George started coughing on Sept. 12 but kept working 12 to 16 hours a day, seven days a week, for nearly six months.

"Still can't find nobody alive," he wrote Sept. 27 in a small day planner that became his journal. "I am getting sick."

"Don't know what day it is any more," he wrote Oct. 5. "Why did the city send us here it like a fucking war."

Each evening as George headed to work, family members of the victims called out to him from the perimeter, waving pictures of their loved ones and begging him to find them. George was also looking for those he knew who were missing, including many of his high school classmates.

In March 2002, George returned to his job repairing machines for the Department of Transportation, but he felt like he couldn't escape his experiences at Ground Zero.

"It lingered on," he said. "I couldn't get it out of my head."

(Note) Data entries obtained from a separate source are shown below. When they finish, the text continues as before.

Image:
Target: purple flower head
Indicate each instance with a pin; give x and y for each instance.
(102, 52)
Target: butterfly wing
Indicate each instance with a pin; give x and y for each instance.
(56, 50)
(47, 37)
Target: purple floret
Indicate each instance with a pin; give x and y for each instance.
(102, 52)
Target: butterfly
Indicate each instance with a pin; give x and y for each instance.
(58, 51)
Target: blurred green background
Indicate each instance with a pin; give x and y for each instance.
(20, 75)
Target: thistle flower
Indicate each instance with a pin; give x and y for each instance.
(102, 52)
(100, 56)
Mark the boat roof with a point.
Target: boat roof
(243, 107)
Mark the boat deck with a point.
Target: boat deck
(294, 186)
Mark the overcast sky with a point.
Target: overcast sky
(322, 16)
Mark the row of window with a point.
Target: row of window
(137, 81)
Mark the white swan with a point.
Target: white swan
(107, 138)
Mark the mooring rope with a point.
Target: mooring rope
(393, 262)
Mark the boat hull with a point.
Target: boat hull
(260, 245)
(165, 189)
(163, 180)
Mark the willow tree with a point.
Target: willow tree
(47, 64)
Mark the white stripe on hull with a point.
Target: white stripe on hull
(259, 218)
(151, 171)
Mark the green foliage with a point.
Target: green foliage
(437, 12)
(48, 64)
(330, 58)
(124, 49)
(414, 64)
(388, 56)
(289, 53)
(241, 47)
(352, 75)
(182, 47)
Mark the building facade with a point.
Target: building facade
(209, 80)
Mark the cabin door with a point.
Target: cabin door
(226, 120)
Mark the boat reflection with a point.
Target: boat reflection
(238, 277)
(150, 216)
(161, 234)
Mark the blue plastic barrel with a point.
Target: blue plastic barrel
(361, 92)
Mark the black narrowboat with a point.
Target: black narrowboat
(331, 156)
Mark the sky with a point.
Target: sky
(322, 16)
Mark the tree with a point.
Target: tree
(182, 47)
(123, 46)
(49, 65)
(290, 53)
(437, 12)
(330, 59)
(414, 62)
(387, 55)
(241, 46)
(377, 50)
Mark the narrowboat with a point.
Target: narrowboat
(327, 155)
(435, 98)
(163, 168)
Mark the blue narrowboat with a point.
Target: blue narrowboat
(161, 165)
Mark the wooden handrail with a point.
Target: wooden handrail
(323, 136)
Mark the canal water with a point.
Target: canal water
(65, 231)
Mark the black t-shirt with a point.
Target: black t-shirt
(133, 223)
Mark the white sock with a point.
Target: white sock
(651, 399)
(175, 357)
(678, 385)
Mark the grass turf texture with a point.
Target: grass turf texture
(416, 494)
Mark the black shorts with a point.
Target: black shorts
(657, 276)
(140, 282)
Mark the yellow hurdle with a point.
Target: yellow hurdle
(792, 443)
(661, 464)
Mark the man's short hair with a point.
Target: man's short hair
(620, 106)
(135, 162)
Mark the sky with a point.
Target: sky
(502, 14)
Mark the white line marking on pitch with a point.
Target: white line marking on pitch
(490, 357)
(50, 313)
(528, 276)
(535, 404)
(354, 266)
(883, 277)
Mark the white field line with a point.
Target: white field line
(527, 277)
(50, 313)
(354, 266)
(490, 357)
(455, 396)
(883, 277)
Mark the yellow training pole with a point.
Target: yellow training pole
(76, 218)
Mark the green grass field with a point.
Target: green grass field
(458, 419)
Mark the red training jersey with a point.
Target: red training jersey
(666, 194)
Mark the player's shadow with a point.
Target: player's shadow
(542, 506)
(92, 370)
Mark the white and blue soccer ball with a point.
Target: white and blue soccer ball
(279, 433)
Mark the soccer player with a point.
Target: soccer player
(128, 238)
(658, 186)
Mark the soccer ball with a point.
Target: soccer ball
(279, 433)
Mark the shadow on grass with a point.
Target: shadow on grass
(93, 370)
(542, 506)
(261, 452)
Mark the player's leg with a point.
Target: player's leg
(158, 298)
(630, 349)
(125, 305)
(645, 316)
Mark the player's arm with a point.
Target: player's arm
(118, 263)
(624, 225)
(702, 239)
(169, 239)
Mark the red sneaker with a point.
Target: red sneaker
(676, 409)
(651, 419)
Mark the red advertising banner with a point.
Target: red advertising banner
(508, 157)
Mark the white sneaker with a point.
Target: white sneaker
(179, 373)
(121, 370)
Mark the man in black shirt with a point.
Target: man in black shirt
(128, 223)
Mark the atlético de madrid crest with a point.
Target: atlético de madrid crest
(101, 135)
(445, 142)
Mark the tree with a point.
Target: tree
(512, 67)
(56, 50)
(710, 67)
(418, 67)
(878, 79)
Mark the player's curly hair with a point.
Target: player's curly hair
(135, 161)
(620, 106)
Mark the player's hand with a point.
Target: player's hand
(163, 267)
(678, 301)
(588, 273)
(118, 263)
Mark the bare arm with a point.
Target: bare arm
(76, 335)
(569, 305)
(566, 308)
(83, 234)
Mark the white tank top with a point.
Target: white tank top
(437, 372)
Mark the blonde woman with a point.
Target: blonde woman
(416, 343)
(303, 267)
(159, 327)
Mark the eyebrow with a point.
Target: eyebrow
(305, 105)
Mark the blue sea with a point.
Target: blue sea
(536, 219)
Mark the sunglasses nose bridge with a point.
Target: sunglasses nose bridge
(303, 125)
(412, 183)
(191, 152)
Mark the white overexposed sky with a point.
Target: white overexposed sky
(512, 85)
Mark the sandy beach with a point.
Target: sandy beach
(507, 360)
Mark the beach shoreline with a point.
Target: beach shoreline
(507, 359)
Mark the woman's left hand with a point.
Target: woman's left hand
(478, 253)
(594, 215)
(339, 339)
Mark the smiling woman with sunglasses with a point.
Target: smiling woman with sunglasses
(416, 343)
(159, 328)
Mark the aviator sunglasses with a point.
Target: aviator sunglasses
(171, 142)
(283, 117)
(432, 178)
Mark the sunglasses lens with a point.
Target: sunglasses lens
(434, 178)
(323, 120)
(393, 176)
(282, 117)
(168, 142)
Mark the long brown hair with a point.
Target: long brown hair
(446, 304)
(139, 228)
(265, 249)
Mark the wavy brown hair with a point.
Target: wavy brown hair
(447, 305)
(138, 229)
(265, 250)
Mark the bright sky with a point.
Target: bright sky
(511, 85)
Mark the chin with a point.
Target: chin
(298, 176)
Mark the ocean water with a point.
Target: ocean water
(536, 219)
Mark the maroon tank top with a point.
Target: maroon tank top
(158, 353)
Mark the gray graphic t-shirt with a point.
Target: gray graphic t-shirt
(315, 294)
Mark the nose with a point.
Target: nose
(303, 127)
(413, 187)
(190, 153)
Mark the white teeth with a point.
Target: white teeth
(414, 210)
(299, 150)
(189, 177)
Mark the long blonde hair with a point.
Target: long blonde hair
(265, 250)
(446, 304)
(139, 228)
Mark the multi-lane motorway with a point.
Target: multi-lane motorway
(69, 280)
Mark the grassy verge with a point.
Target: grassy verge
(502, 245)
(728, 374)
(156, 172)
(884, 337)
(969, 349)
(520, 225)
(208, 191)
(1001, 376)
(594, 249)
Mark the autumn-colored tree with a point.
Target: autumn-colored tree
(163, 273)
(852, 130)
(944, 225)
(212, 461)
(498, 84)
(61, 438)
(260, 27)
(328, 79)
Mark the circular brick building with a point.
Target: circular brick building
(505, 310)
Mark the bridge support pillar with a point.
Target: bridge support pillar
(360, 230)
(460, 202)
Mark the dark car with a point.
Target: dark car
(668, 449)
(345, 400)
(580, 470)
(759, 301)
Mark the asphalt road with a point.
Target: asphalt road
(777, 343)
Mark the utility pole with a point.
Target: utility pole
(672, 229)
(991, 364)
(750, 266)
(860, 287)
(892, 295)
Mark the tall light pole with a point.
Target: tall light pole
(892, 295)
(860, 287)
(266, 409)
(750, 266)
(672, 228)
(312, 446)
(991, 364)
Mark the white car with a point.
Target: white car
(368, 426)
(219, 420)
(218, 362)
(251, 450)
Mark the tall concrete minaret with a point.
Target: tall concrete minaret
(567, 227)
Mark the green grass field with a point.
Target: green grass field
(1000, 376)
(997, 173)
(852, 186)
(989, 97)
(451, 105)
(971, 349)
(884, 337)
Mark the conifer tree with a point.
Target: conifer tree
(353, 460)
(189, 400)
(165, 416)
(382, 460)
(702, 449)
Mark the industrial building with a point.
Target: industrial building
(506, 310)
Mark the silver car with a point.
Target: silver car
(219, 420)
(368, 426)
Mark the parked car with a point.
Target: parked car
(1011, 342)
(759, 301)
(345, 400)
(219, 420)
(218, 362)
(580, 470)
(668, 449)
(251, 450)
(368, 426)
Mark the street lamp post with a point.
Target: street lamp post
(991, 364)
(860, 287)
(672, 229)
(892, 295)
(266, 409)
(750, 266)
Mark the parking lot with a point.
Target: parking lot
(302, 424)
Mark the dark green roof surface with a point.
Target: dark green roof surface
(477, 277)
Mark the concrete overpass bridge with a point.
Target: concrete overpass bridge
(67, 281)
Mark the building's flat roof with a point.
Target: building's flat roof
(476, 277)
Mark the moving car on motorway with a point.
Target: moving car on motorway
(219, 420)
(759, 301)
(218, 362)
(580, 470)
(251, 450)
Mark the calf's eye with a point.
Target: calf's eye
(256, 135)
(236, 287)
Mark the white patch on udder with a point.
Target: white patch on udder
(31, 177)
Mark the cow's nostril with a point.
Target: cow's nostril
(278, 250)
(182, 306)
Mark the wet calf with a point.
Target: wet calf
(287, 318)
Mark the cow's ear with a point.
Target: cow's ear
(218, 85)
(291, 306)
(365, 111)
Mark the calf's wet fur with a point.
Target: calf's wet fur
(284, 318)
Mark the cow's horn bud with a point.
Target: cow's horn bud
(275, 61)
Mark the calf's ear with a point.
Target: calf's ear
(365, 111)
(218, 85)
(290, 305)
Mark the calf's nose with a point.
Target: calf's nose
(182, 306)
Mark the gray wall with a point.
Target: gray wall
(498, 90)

Loud noises still trigger flashbacks, as do a host of smells, from the smoke of a barbecue pit to the menthol of Vicks VapoRub, which George used to dab beneath his nose to block the stench of corpses at Ground Zero.

The physical symptoms have worsened as well. Doctors prescribed steroids to help George breathe, but they blew him up from 165 pounds to 240 and contributed to a heart attack he had in 2005, he said.

Now, even on good days, George feels like someone is clamping a hand over his mouth, preventing him from breathing. He can't exercise, and he can't leave the house if it's too hot or too cold.

"Without hesitation, his symptoms are 9/11-related," said Dr. Mark Kaufman, a family practitioner who has been seeing George for about nine months. "His pulmonary function tests continue to show a downward spiral. There's a good chance of further disability."

George worries constantly about how he will care for his wife, his mother-in-law, his three children and his granddaughter, all of whom live with him in North Babylon.

The couple used to save money for trips to Disney World and spend weekends making improvements to their house. Now all they talk about is 9/11 and George's illness.

"It just doesn't end," said his wife, Cyndi George. "I feel like I was trapped in those towers for nine years."

She said George often flails in bed during his nightmares, leaving her black and blue.

"It's like a dead body with no soul is next to me," Cyndi, 46, said. "This is not the man I married."

George said he often wished he had died when the towers collapsed. His family would have received support from the federal government, and he wouldn't still be suffering.

"You're just deteriorating all these years," George said. "It would be better to be done."